The preliminary draft of the Law on Protection, Rights and Animal Welfare in Spain, including the Canary Islands, prohibits the domestic breeding of any pet with fines between 500 and 10,000 euros for doing so and states that all pet cats must be sterilized.
If the law, proposed by the Ministry of Social Rights and Agenda 2023 is approved in Parliament, the prohibition of breeding will affect all individuals, unless they are registered in the so-called "Registry of Breeders of Companion Animals”.
Only those who are officially registered as breeders will be exempt from this controversial measure, which would completely affect the traditional breeding of domestic animals, such as dogs, cats, birds, rabbits, and other species, something which is particularly widespread in rural areas.

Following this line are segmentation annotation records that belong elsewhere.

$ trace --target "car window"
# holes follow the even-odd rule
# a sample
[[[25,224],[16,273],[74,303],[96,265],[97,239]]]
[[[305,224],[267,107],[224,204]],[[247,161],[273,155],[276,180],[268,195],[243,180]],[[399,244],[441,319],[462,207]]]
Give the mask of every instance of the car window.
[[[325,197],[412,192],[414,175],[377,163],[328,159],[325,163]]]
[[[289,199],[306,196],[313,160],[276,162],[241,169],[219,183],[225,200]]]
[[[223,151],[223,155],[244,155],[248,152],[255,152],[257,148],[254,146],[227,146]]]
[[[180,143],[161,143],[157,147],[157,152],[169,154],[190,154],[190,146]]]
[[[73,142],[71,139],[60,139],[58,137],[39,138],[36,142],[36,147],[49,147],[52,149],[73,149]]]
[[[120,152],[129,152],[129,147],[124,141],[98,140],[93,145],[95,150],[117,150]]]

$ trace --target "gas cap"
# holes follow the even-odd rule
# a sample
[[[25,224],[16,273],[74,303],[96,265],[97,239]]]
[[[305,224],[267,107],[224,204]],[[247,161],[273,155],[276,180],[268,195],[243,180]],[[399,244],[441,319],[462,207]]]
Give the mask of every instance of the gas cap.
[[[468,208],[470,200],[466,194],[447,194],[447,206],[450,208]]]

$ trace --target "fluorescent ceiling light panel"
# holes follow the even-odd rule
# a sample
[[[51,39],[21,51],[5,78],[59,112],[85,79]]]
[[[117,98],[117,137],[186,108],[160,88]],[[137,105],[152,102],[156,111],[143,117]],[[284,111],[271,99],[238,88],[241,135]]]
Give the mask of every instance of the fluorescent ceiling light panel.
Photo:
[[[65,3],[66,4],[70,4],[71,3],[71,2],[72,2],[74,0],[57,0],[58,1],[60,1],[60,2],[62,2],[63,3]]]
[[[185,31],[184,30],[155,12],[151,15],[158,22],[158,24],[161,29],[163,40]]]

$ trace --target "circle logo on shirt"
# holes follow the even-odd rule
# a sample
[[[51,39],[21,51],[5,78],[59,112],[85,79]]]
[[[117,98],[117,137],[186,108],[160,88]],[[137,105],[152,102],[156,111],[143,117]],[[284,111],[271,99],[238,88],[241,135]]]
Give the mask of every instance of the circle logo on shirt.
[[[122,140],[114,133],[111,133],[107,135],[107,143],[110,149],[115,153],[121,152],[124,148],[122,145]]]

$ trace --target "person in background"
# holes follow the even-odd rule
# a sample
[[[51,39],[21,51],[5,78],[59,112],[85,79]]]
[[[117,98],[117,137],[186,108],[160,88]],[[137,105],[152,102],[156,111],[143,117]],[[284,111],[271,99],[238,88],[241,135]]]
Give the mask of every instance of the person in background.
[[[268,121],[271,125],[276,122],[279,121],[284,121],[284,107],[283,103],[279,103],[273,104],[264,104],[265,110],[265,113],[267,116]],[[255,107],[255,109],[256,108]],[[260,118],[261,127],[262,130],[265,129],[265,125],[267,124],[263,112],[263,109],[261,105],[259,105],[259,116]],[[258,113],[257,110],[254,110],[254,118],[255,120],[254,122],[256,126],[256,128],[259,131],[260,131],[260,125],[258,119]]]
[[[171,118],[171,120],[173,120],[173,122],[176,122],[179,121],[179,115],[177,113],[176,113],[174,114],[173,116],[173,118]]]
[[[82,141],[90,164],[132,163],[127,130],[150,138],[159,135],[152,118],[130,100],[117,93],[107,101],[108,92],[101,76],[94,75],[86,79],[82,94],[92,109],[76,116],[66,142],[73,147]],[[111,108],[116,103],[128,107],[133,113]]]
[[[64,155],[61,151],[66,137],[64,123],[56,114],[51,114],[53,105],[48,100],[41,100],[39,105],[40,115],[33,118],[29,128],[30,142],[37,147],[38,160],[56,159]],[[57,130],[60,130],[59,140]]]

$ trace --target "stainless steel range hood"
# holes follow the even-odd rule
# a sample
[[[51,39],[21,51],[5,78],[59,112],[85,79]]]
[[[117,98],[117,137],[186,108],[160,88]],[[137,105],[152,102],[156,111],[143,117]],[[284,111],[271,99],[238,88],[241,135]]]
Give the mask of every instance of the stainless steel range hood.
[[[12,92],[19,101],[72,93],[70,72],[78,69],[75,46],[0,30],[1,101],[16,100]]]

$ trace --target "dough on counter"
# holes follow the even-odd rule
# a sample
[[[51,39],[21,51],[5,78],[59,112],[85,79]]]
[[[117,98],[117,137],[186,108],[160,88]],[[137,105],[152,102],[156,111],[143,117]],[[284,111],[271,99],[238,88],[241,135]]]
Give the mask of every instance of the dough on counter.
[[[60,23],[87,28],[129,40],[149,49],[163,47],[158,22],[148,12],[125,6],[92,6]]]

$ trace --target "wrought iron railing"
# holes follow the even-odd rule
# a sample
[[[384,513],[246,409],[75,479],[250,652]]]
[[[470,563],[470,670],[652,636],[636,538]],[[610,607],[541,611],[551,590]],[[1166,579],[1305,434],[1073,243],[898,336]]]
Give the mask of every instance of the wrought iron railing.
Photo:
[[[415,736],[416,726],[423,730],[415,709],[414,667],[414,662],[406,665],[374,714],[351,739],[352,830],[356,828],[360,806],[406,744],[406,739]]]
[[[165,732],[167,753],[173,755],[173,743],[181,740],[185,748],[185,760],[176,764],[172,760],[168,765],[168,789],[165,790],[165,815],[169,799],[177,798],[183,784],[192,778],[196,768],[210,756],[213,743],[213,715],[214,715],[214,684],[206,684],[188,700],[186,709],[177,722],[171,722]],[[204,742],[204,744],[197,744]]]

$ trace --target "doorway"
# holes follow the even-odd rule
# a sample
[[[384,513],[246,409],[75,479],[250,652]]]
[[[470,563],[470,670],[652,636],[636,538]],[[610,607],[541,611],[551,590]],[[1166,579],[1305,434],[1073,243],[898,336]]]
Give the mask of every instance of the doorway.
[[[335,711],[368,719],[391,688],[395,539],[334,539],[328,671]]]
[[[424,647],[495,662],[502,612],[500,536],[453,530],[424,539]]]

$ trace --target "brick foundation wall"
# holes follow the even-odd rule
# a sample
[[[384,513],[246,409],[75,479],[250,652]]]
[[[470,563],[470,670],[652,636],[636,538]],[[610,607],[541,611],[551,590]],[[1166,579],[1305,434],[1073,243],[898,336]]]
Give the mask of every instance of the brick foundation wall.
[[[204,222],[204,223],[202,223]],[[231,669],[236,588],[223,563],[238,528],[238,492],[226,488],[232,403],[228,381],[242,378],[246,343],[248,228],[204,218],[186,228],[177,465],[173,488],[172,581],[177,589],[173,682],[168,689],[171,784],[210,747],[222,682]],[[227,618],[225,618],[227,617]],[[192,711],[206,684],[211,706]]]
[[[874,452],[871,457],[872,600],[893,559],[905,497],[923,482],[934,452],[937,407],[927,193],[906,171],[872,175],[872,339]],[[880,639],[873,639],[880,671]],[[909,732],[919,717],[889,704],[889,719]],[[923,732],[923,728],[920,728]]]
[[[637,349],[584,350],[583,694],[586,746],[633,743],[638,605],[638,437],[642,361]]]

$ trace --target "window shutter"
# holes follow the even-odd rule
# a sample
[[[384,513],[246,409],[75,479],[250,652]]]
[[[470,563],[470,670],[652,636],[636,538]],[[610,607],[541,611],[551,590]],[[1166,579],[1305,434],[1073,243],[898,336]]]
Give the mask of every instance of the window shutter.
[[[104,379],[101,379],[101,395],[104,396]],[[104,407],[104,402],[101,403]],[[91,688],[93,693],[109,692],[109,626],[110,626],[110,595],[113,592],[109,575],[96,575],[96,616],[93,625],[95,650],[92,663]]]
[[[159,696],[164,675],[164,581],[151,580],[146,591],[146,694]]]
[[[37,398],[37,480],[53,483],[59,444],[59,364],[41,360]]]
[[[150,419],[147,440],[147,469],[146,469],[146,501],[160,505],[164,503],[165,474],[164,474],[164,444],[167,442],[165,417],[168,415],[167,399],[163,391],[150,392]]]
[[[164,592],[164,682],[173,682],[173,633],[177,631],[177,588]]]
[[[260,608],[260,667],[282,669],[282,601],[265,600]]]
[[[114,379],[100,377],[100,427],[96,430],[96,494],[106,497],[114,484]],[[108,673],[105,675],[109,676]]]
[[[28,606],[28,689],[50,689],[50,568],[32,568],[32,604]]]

The measure is stated in article 27 of the Animal Welfare draft bill: "The following activities on pet animals are expressly prohibited." Section "k" of the text specifies that "the breeding of any kind of pet animal by breeders not registered in the Registry of Pet Breeders is prohibited.”
Any owner, or owner of a pet that follows its natural instinct, that disobeys this prohibition, Article 81 of the draft lists it as a "minor infraction", which are those behaviours that, "by action or omission, entail the non-observance of the prohibitions and obligations established in this animal welfare law", as is the case for domestic breeding, and the relevant fines apply.